Step 2: Click on Manage Access on the right.

Step 3: Here, you’ll see a screen with multiple options for managing access to your information.

  • You can keep the file shared but change the level of access someone has to it. Google provides three escalating levels of access: Editor, Commenter, and Viewer. Viewers can look at the file, only. Commenters can view and make comments or suggestions but cannot change or share the file. Editors can view, make comments or suggestions, change, and share the file.

    Do you want someone to see it but not modify it? Maybe consider changing their access from “Editor” to something more limited. By default, Google assigns “Editor” permissions when you share a file in Google Drive. 
  • When you share a file, it is “Restricted” by default, meaning that only those who have been granted access by you or an “Editor” can open the link. There may be some information that you’ve shared where “Anyone with the link” can access it. Think about whether or not you want everyone to access your information. 
  • Say you want someone to be able to edit, but not share the link. You can click on the little gear in the top corner and disable the ability to share the link or control permissions to the file.

Strategy 2: Add Multifactor Authentication

Multifactor authentication, or MFA, is a way for you to add another layer of access security to your account. Multifactor Authentication lets you add something on top of your username and password to make access to your account more difficult; someone needs more than just your username and password to access your account. 

To enable multifactor authentication, go to and click on your circular account badge in the top right corner. Then click Manage Your Google Account.

On the next screen, click Security in the menu to the left. 

Scroll down to 2-Step Verification, click the bar, and follow Google’s very helpful guided MFA setup!


Here are some other questions you might have about Google Drive’s safety, I’ll briefly answer them here.

Is Google Drive Safe from Hackers?

Google Drive as a service likely is. Your specific Google Drive is made much more safe using a complex and unique password. You should also enable MFA. Anything you can do to make it more difficult for hackers will go a long way to helping secure your Google Drive.

Is Google Drive Safe for Tax Documents?

It could be! Again, this is really dependent on what you share and how plus how you secure your account. If you put your tax documents in a shared folder, have a simple and easy-to-guess password, and don’t have MFA enabled then that wouldn’t be a safe situation for your tax documents.
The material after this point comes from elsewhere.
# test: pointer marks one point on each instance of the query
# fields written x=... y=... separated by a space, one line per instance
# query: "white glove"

Is Google Drive More Secure than Email?

Interesting question. Are apples tastier than oranges? Those are two different use cases. Both can be used very securely. Both can also be used very insecurely. If you follow my recommendations in this guide and others, you can consider both to be “safe” methods of communication.


Google Drive is safe. Your use of it may not be

Think about what you share, with whom, and whether or not you’re ok with that being reshared. If not, you may want to clean up some of your sharing permissions. Also, you may want to think about how best to secure your account, like adding MFA.